Hensel minimality, $p$-adic exponentiation and Tate uniformization
Sebastian Eterović, Floris Vermeulen
TL;DR
This work develops a robust $1$-h-minimal framework over $\mathbb{C}_p$ to study tame non-Archimedean analytic phenomena arising from $p$-adic exponentiation and Tate uniformization. It builds a definable, countable language in which both $p$-adic exponentiation and Tate uniformization are definable, and proves the existence of a commuting family of derivations that respect definable maps, yielding a model-theoretic calculus for $p$-adic transcendence questions. The paper derives a uniform version of the $p$-adic Schanuel conjecture from a base conjecture and obtains weak Ax-type results, while introducing a Tate-map Ax--Schanuel framework. Through a blurring construction, it shows the Tate uniformization setting becomes quasiminimal, enabling a Zilber--Pink–style analysis of unlikely intersections and proving $p$-adic density results for likely intersections of elliptic curves, along with dimension bounds for analytic intersections in the $p$-adic setting.
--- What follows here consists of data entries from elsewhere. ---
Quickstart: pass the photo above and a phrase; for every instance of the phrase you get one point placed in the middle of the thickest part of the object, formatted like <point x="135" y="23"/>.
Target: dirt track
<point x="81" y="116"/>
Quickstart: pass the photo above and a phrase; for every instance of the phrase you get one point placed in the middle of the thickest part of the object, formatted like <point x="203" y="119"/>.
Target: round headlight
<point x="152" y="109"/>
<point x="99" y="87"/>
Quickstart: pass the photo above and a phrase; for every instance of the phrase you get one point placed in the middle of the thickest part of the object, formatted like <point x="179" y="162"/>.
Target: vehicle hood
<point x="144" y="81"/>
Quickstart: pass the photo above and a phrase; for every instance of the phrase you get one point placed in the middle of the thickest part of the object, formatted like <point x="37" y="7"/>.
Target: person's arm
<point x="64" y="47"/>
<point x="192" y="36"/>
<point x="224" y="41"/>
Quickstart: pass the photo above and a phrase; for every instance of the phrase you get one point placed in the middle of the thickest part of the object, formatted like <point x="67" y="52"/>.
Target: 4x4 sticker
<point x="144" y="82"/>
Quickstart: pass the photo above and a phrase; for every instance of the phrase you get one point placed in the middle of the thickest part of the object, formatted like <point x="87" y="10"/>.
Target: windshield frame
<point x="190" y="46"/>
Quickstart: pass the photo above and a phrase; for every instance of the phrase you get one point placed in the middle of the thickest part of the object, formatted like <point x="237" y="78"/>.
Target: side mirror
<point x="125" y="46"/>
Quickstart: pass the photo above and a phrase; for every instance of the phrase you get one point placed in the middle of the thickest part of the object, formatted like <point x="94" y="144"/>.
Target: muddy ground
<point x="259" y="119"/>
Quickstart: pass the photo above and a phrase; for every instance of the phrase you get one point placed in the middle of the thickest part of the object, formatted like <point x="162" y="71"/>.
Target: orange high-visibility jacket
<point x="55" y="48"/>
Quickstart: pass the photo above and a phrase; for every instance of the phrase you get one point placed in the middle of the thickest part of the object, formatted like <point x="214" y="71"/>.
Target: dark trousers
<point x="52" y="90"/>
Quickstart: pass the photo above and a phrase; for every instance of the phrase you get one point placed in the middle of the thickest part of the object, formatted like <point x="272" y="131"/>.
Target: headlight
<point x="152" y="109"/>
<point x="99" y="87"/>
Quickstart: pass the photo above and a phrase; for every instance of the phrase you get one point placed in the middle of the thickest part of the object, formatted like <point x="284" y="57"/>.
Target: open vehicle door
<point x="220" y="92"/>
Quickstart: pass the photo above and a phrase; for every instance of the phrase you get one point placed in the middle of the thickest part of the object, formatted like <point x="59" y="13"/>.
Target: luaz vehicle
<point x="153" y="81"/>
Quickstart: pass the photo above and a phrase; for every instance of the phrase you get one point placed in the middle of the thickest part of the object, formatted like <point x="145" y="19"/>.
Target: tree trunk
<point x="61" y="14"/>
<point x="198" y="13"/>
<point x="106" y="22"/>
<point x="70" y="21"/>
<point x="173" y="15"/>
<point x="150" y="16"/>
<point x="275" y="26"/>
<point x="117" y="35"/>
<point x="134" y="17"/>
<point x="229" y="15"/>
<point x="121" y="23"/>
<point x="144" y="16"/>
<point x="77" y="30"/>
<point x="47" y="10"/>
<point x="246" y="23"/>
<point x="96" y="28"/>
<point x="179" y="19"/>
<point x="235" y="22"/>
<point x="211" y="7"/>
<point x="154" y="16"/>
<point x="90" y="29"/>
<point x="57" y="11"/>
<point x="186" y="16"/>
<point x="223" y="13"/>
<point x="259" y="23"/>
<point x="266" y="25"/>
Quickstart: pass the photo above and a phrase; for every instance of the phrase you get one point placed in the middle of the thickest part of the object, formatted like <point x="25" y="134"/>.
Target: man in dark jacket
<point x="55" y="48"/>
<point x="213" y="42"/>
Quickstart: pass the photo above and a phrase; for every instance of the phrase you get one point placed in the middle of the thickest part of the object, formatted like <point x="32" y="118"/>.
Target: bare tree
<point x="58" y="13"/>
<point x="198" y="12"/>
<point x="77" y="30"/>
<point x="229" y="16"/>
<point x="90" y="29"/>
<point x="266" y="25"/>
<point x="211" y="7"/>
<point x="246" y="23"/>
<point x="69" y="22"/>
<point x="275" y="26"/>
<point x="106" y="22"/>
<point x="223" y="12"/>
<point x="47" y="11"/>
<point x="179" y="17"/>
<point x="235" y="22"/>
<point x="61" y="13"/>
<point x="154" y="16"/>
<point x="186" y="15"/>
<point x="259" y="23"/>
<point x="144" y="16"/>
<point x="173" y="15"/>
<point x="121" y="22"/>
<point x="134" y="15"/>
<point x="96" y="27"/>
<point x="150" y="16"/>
Overall, the work extends o-minimal style tameness to non-Archimedean geometry, with implications for transcendence, unlikely intersections, and differential-algebraic methods in $p$-adic contexts.
Abstract
We use Hensel minimality, a non-Archimedean analog of o-minimality, to study several questions around transcendental number theory, unlikely intersections, and differential fields in a non-Archimedean setting. In particular, we focus on $p$-adic exponentiation and Tate uniformization on $\mathbb{C}_p$, which we show live in a Hensel minimal structure on $\mathbb{C}_p$. We start by constructing a large collection of derivations on Hensel minimal fields that respect definable functions, which we then apply to the $p$-adic Schanuel conjecture. We also study properties of local definability in analogy to work of Wilkie, and show that $p$-adic Schanuel implies a uniform version of itself. For Tate uniformization we show a strong closure property when blurring, and deduce that $\mathbb{C}_p$ with the blurred Tate uniformization is quasiminimal. Finally, we prove a result on $p$-adic density of likely intersections for powers of elliptic curves.